I think it’s possible to stop spam, and that content-based filters are the way to do it. The Achilles heel of the spammers is their message. They can circumvent any other barrier you set up. They have so far, at least. But they have to deliver their message, whatever it is. If we can write software that recognizes their messages, there is no way they can get around that.1
To the recipient, spam is easily recognizable. If you hired someone to read your mail and discard the spam, they would have little trouble doing it. How much do we have to do, short of AI, to automate this process?
I think we will be able to solve the problem with fairly simple algorithms. In fact, I’ve found that you can filter present-day spam acceptably well using nothing more than a Bayesian combination of the spam probabilities of individual words. Using a slightly tweaked (as described below) Bayesian filter, we now miss less than 5 per 1000 spams, with 0 false positives.
The statistical approach is not usually the first one people try when they write spam filters. Most hackers’ first instinct is to try to write software that recognizes individual properties of spam. You look at spams and you think, the gall of these guys to try sending me mail that begins “Dear Friend” or has a subject line that’s all uppercase and ends in eight exclamation points. I can filter out that stuff with about one line of code.

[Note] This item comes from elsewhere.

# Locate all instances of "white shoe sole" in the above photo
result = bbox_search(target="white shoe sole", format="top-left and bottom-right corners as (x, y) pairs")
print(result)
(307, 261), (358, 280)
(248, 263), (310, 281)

And so you do, and in the beginning it works. A few simple
rules will take a big bite out of your incoming spam. Merely looking
for the word click
will catch 79.7% of the emails in my spam
corpus, with only 1.2% false positives.
I spent about six months writing software that looked for individual spam features before I tried the statistical approach. What I found was that recognizing that last few percent of spams got very hard, and that as I made the filters stricter I got more false positives.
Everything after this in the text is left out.